Ya da ailemiz, işimiz, etrafımız mı? Yani başkaları mı?
Yoksa hepsi birden mi?
Kendimizi kısıtlı araçlarımızla (beş duyu) algılarız,
kendimizi algılarken aynı sistem prensipleri nedeniyle
başkalarını da algılarız. Algılama kapasitemize göre
başkaları ve kendimizle ilgili veri tabanımızdaki
bilgilere dayanarak karşılaştırmalar da yaparız.
Deriz ki: “bu doğrudur, şu yanlış…”
“Bunun hareketleri bana uyar şunun ki aman benden uzak
olsun!”
“Bak ne doğru konuşuyor yazıyor, tam benim kafada… “
“Hale, tavra bak biri buna bir çeki düzen verse!”
Bu şekilde,hayat boyu karşımıza çıkan olaylar ve kişiler
hakkında, doğduğumuz andan itibaren genetik, çevresel,
doğum aşamasında ve yaşarken alınan astrolojik etkiler
aracılığıyla oluşan veri tabanı ile benzetmeler ve
zıtlıklar tespit ederiz ve ona göre etiketleriz.

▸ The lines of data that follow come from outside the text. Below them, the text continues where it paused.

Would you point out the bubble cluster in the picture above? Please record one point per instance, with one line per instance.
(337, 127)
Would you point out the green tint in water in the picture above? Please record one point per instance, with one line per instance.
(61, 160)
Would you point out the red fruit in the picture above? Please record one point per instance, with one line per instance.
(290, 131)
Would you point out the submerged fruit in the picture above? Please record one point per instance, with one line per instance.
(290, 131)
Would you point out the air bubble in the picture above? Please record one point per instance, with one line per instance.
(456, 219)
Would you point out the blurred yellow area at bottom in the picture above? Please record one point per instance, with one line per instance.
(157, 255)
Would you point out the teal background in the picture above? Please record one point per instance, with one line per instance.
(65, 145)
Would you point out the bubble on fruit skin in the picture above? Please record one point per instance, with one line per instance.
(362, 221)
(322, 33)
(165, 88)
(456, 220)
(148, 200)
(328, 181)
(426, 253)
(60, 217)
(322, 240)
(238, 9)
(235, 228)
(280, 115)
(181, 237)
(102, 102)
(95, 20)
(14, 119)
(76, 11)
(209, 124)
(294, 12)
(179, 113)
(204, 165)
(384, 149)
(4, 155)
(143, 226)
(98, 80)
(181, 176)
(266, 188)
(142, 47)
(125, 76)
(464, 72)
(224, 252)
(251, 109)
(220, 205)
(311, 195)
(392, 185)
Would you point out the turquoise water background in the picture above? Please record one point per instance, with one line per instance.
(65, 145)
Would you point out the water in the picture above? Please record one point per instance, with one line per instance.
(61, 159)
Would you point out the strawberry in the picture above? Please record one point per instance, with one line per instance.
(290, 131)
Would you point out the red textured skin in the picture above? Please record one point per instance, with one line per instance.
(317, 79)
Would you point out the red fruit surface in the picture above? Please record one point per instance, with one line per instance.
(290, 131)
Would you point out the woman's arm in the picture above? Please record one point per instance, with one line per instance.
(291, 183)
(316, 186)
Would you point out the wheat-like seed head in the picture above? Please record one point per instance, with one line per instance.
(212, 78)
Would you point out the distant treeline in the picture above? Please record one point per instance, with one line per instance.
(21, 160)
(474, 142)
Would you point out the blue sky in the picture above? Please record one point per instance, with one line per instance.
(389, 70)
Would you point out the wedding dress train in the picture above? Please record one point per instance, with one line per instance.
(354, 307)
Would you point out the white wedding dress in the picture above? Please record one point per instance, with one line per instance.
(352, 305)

Oysa bizim yaptığımız tüm etiketlemeler,
sınıflandırmalar sadece bizi bağlar, karşımıza çıkan ve
kendimize benzer veya kendimizden ayrı algıladığımız ise
kendine çizilen orijinal yolda ilerleyecektir.
Biz ise içinde ne olduğu bir tek Allah tarafından
bilinen veri tabanımızdan çıkarabildiklerimizle kendi
hayatımıza kesin sınırlar çizmekle meşgulüzdür, kendi
hapishanemizi yaratmakta, parmaklıkların ardına
kendimizi koymakta üstelik bununla gurur duymaktayızdır:
-
Ben hayatta prensipleri olan bir kişiyim!
-
Beni kimse yolumdan döndüremez…
-
Ben buna inanır, bir tek bunu bilirim!
Bir şey söyleyeyim mi? “Büyük laf etme” diye bir söz
vardır. Ah ne doğru laftır…
Şimdi mesela siz dini bütün, kılı kırk yararak her türlü
kaideye uyan bir kişisiniz. Adamın biriyle karşılaştınız
adam ben ateistim diyor, siz ise “ Tövbe estağfurullah
“deyip üç km. uzağa kaçıyorsunuz .
Peki, adam şimdi ben ateistim diyor, yarın hacı
olmayacağı ne malum? Yani sana mı malum? Benim etrafımda
dolu… Zamanında ben ateistim deyip şimdi hacca gitmiş
kendi ailemde örnekler var.. Sonrası hakkında da yine
bir tek Allah bilir!
Bir başkasına bakıyorsun dünyanın tüm nimetlerinden
yararlanmayı kendine prensip edinmiş, en iyisini yerim,
en iyisini giyerim, en iyi yerlerde bulunurum, her şeyin
en iyisini ben hak ederim diyor… Sen de aman aman
diyorsun belli ki dünya ehli, ahiretle alakası yok…
Adamla ne konuda konuşayım, boşver benden uzak dursun! O
adam bir bakıyorsun iki gün sonra tüm o zevk
aldıklarından zevk almaz hale gelmiş, mutlu olmak ne
demek, mutsuz olmak ne demek unutmuş gitmiş, tek derdi
Allah, Rasulallah, bir de ilim için yazıyor, sen de bal
gibi keyifle onun yazdıklarını okuyorsun…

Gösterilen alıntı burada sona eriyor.